Tressa flung out her right hand and, with her forefinger, drew a barrier through space, bar above bar.
And Benton, half swooning on his bed, saw a cage of terrible and living light penning in Djamouk, who beat upon the incandescent bars and grasped them and clawed his way about, squealing like a tortured rat in a red-hot cage.
Through the deafening tumult Yulun’s voice cut like a sword:
“Their bodies are dying, Heart of a Rose!... Listen! I hear their souls bidding their minds farewell!”
And, after a dreadful silence: “The train speeding north carries two dead men! God is God. Niaz!”
The bars of living fire faded. Two cinder-like and shapeless shadows floated and eddied like whitened ashes stirred by a wind on the hearth; then drifted through the lamp-light, fading, dissolving, lost gradually in thin air.
Tressa, leaning back against the mantel, covered her face with both hands.
Yulun crept to the bed where Benton lay, breathing evenly in deepest sleep.
With the sheer sleeve of her tunic she wiped the blood from his face. And, at her touch, the wound in the temple closed and the short, bright hair dried and curled over a forehead as clean and fresh as a boy’s.
Then Yulun laid her lips against his, rested so a moment.
“Seek me, dear lord,” she whispered. “Or send me a sign and I shall come.”
And, after a pause, she said, her lips scarcely stirring: “Love me.
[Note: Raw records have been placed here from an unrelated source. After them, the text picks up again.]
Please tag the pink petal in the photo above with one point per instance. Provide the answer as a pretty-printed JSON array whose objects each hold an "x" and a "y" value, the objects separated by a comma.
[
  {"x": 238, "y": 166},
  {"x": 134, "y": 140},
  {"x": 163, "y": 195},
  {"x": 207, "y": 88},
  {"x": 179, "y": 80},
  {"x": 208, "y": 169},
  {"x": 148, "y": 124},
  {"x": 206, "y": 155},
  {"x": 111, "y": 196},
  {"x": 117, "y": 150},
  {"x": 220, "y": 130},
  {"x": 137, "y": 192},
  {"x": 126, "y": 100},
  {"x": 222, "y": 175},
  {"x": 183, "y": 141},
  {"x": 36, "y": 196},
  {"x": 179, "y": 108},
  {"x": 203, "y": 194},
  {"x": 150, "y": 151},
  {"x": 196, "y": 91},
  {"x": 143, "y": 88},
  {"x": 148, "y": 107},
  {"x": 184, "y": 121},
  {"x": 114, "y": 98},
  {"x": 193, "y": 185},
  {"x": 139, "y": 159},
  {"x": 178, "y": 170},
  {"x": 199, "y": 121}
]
My heart is a flaming pearl burning between your hands.”
Then she lifted her head.
But Tressa had rejoined her body, where it lay asleep beside her deeply sleeping husband.
So Yulun stood a moment, her eyes remote. Then, after a while, the little rococo bedroom in the Ritz-Carlton was empty save for a young man asleep on the bed, holding in his clenched hand a white hibiscus blossom.